Be sure to check out the WOW website, or just Google the World of WearableArt to see the amazing creations.  And if you happen to be in New Zeland in October, go to the show and tell me all about it!

Young Girl with Two Sheep

Last week, in Portland, my husband and I visited the Portland Art Museum.  It’s a nice little museum, and a lovely way to escape the heat of July for the afternoon.  We had wandered through most of the museum, when we stumbled upon an exhibition of photographs of gardens, and the people who enjoyed them.  It sounds like a weird show to curate, but it was actually pretty neat.  There were modern photographs as well as pictures from the beginnings of photography, when ‘snapshots’ were less popular.  It was interesting to see how, though the clothing has changed from the 1800’s, people still enjoy their gardens in pretty much the same way.

My favorite photograph was a tiny (about 4inches by 6) print that had been taken in France in the late 1870’s by someone called “Auguste Giraudon’s Artist.”  I looked online for more information about him, but came up blank.  I can only assume that Auguste Giraudon must have been a member of the aristocracy, and his unnamed artist must have been paid to take photographs of his holdings and the people that lived there.  Of course, I’m just making that up, so it could be totally wrong.

2012.81.4Anyway, look at this beautiful little picture of a young shepherdess and her two charges.  It’s almost 150 years old, and it’s still a lovely little photograph.  And, look closely at the girl’s hands.  See that?  She’s knitting!  I know it’s historical whitewashing, but tending over your flock while knitting socks for your family sounds like a lovely way to spend your time.

Wall Shawl

On Monday, I told you how I love making lace shawls.  You’ll notice that I didn’t say I love wearing lace shawls.  This is because I am a pretty big tomboy.  I love how lace shawls look, and I love making them, but I always feel like a monkey in a top-hat when I wear them.

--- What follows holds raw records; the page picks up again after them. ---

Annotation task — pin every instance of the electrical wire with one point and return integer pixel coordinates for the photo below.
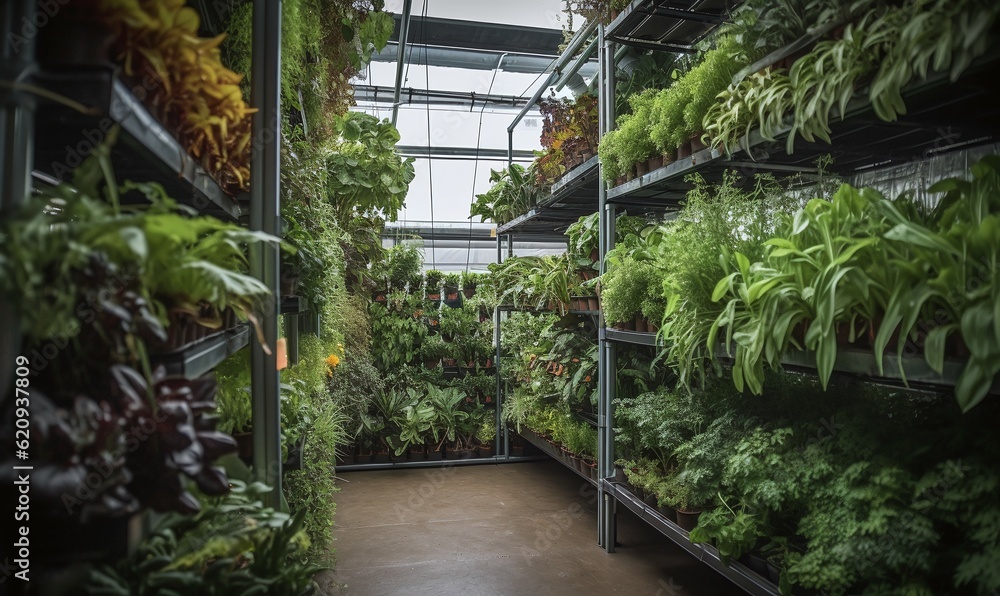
(475, 167)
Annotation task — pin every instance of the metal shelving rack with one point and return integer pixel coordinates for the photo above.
(965, 105)
(942, 116)
(145, 150)
(203, 356)
(41, 142)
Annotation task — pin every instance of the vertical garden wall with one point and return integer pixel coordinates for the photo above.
(796, 335)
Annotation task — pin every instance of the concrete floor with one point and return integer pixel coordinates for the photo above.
(513, 529)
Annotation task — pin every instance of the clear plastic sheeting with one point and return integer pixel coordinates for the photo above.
(914, 178)
(474, 256)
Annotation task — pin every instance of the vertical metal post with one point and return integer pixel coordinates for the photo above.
(17, 149)
(606, 355)
(404, 32)
(265, 185)
(497, 363)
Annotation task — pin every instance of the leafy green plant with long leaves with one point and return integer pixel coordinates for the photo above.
(512, 193)
(938, 35)
(950, 263)
(367, 178)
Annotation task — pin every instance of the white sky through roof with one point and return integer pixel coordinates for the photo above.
(454, 182)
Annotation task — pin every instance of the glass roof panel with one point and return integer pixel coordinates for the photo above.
(528, 13)
(445, 185)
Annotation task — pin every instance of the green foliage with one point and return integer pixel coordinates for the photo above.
(368, 180)
(630, 143)
(732, 532)
(233, 545)
(232, 401)
(400, 266)
(715, 219)
(512, 193)
(626, 287)
(179, 261)
(324, 44)
(891, 45)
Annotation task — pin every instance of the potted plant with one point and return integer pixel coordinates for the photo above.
(452, 284)
(625, 287)
(469, 283)
(432, 350)
(486, 434)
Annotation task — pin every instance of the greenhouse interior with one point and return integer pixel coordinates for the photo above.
(370, 297)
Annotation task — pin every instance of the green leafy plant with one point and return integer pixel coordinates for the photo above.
(512, 193)
(234, 545)
(368, 180)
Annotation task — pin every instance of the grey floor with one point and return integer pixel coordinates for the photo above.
(513, 529)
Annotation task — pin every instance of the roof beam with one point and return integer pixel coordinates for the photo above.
(515, 62)
(404, 27)
(454, 33)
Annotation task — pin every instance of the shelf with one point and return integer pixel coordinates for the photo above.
(292, 305)
(206, 354)
(734, 571)
(145, 151)
(668, 25)
(861, 363)
(572, 196)
(631, 337)
(860, 141)
(549, 450)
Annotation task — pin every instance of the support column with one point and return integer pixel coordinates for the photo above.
(607, 530)
(265, 185)
(292, 337)
(500, 445)
(17, 150)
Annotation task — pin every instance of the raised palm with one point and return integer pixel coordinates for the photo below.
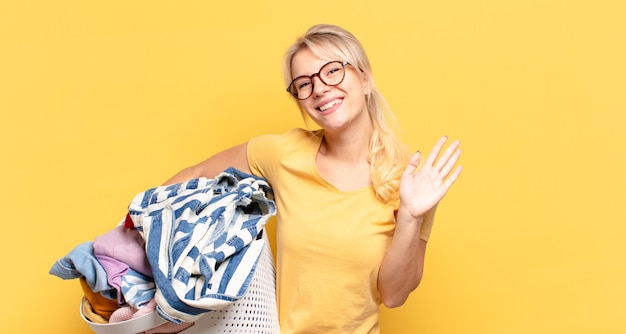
(421, 188)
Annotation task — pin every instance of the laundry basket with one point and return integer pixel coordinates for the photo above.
(256, 312)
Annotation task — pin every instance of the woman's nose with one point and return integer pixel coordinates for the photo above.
(319, 87)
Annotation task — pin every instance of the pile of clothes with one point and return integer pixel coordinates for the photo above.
(182, 250)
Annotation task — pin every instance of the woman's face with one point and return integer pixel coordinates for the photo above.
(333, 108)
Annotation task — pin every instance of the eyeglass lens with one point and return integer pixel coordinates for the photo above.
(330, 74)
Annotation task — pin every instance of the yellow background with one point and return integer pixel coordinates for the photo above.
(100, 100)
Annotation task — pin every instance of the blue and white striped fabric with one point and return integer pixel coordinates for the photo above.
(202, 240)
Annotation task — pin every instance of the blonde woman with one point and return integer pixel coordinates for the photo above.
(354, 207)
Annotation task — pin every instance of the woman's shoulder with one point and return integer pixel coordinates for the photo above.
(296, 136)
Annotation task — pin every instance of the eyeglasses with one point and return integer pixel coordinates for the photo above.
(331, 74)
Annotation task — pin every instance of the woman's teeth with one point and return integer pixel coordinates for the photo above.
(329, 104)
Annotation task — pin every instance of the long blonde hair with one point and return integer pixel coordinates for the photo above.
(388, 155)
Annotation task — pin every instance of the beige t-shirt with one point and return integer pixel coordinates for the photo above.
(330, 243)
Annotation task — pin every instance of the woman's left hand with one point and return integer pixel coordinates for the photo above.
(421, 189)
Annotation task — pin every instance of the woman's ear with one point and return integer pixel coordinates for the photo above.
(366, 83)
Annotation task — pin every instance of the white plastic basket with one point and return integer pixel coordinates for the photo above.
(256, 312)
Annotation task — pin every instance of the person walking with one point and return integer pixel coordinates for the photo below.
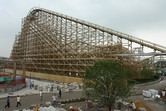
(54, 100)
(8, 102)
(18, 100)
(133, 107)
(60, 93)
(86, 105)
(30, 85)
(41, 95)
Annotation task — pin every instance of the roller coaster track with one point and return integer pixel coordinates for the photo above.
(58, 44)
(142, 42)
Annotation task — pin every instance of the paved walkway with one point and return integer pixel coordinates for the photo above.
(29, 100)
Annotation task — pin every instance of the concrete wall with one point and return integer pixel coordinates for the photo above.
(51, 77)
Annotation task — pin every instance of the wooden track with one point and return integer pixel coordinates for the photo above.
(58, 44)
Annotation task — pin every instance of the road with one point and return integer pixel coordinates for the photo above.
(29, 100)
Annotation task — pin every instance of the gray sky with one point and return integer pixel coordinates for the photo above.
(145, 19)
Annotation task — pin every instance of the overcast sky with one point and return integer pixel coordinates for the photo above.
(145, 19)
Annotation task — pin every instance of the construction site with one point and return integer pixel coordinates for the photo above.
(56, 47)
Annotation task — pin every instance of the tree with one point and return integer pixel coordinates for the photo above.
(106, 82)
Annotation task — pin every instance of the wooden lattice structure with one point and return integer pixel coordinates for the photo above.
(54, 43)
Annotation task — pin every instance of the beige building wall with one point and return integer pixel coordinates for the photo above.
(51, 77)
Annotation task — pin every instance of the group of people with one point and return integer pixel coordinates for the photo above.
(18, 99)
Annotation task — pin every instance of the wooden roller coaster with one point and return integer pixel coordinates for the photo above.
(58, 44)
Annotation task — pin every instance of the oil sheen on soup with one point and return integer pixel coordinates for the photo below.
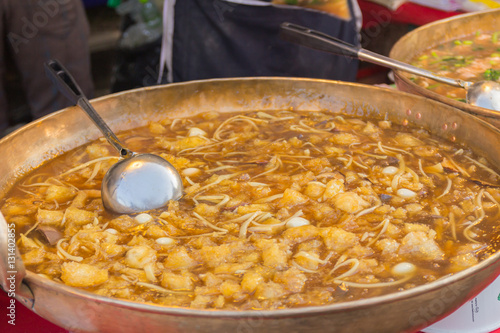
(281, 209)
(473, 58)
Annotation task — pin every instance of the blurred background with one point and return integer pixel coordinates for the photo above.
(383, 23)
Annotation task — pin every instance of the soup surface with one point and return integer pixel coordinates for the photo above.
(473, 58)
(281, 209)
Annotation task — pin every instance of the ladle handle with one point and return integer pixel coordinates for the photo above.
(323, 42)
(65, 83)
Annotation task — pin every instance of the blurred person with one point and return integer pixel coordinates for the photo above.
(35, 31)
(240, 38)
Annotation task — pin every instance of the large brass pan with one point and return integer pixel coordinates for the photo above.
(439, 32)
(79, 311)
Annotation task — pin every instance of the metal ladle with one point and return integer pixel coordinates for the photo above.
(485, 94)
(137, 183)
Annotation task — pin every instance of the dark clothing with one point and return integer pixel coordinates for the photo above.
(36, 31)
(222, 38)
(217, 38)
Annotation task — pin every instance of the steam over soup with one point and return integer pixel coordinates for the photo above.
(473, 58)
(281, 209)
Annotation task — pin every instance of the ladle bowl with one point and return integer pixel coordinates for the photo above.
(137, 183)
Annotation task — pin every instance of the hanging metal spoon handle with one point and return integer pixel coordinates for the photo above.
(69, 88)
(323, 42)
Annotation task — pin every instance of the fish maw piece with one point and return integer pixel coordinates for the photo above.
(82, 275)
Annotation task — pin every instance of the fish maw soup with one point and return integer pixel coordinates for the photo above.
(281, 210)
(473, 58)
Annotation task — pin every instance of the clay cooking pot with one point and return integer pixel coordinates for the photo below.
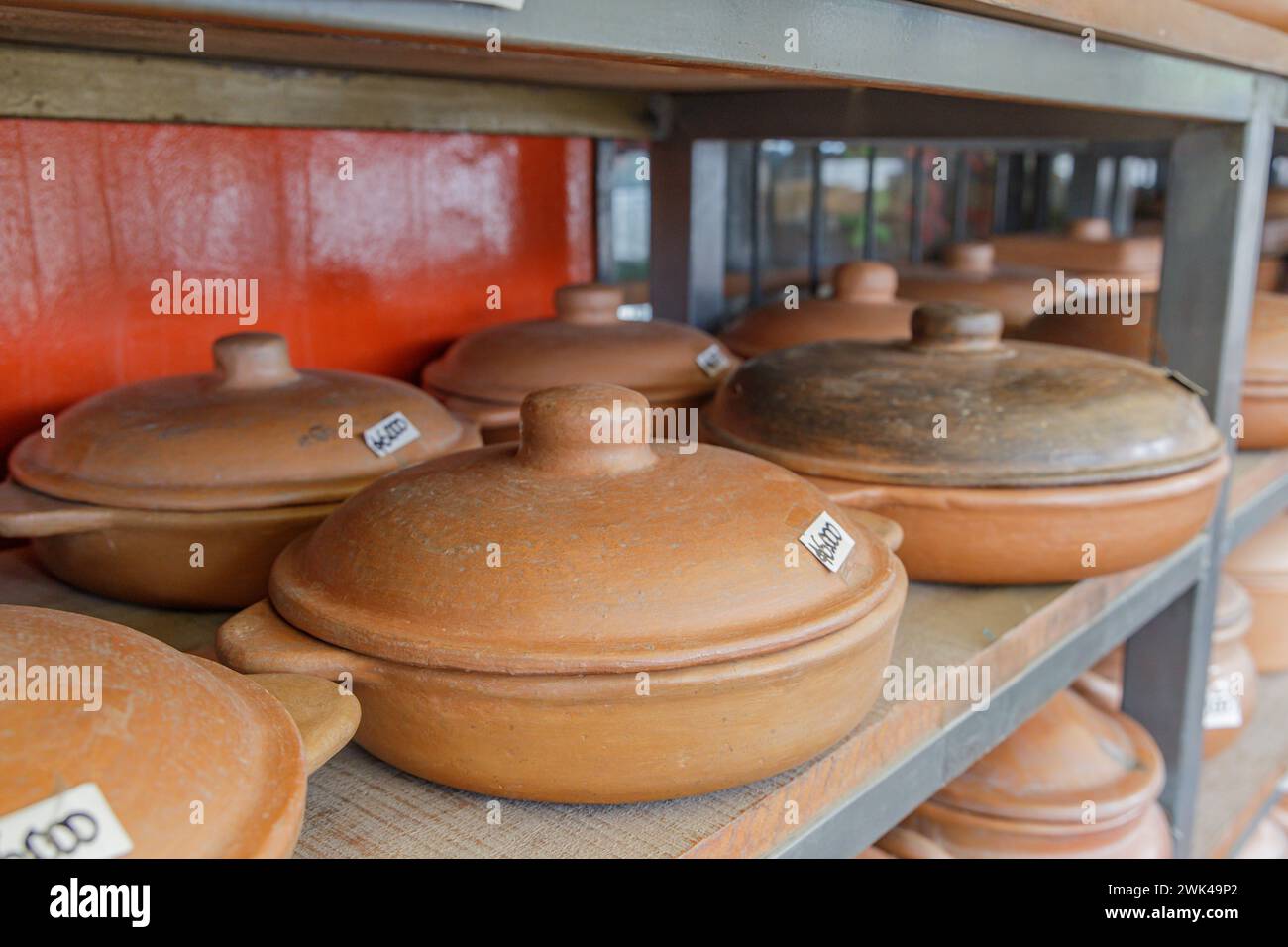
(240, 460)
(1004, 462)
(171, 731)
(583, 621)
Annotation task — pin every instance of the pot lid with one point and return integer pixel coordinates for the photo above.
(1267, 342)
(584, 343)
(253, 433)
(563, 554)
(170, 729)
(960, 407)
(863, 305)
(1086, 248)
(1065, 755)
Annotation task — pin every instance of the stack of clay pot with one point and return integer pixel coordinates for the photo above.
(1070, 783)
(485, 375)
(863, 305)
(587, 618)
(1232, 696)
(170, 732)
(1261, 567)
(1004, 462)
(180, 491)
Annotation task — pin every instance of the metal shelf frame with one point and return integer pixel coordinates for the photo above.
(695, 75)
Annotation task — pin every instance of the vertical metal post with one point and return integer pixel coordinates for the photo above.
(687, 237)
(755, 217)
(1042, 191)
(961, 195)
(1001, 196)
(1212, 231)
(915, 237)
(605, 260)
(870, 206)
(1085, 184)
(816, 218)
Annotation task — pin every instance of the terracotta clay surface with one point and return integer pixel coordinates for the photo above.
(1261, 566)
(240, 462)
(1028, 797)
(171, 729)
(1229, 660)
(1042, 455)
(863, 307)
(487, 373)
(254, 433)
(614, 558)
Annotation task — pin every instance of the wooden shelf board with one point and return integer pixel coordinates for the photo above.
(1237, 785)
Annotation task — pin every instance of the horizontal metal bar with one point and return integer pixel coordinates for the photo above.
(877, 806)
(43, 82)
(884, 43)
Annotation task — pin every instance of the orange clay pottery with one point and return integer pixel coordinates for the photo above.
(1086, 249)
(1267, 840)
(181, 491)
(1070, 783)
(863, 305)
(1004, 462)
(1261, 566)
(574, 620)
(971, 273)
(485, 375)
(161, 733)
(1232, 696)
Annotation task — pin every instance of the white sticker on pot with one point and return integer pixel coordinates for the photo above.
(76, 823)
(712, 360)
(1223, 710)
(389, 434)
(828, 541)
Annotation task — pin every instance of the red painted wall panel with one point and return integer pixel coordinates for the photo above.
(372, 273)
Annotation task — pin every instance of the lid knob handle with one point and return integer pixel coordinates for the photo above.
(958, 326)
(1090, 228)
(589, 303)
(866, 281)
(970, 257)
(585, 431)
(254, 360)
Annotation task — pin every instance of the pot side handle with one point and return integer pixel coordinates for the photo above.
(325, 714)
(258, 641)
(27, 514)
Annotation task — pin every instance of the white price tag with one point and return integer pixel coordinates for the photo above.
(712, 360)
(828, 541)
(390, 433)
(76, 823)
(1222, 709)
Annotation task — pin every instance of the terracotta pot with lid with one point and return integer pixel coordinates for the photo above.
(639, 622)
(485, 375)
(970, 272)
(181, 491)
(1261, 566)
(1232, 696)
(1004, 462)
(1070, 783)
(863, 305)
(168, 732)
(1086, 249)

So, I had a whole stack of gorgeous shawls that did nothing but sit in my closet, waiting for moths to show up and start munching.  Something had to be done.  How could I display them?  I tried hanging them over my closet door, but then I couldn’t open and shut the door without them falling all over the place. I tried putting one over a table lamp, but that looked like something from a palm-reader’s office (and I was paranoid about setting the whole place on fire).  And, so my lace shawls went back into the bottom of the closet again.

Until I realized something.  These lace shawls were basically great big art pieces.  And my house was full of empty walls, begging for art to be put up.

I grabbed my Panache shawl and a dowel I had laying around (because I am a pack rat and have dowels lying around, just in case.  You never know.)  I carefully sewed the flat edge of the shawl to the dowel using a little bit of matching scrap yarn, and tied a big loop from one end of the dowel to the other.  I pulled out a sticky hook, and I  had filled my wall with lacy, yarn-y goodness in no time.  (And yes, I know this is a terrible photo.  Apparently I have forgotten how to take a decent picture that isn’t a close-up…)

OLYMPUS DIGITAL CAMERAMy Panache is a medium sized shawl (about a 40 inch wingspan), but my Aeolian shawl, is a monster.  It’s at least 60 inches from point to point, so sewing it to a yard-long dowel wouldn’t fly.  I thought about it for a long time, and then the perfect solution came to me while I was doing yard work.

I cut some long (6+ feet) switches from one of the trees in my yard, and lashed them together with twine.  I added a loop of twine and hung them from a nail in my knitting studio.  Then, I looped the Aeolian shawl over the ends.  I really like how it turned out.   It’s pretty, and rustic, and if I ever want to display another shawl (or scarf, or sweater, or blanket) I can switch them out easily.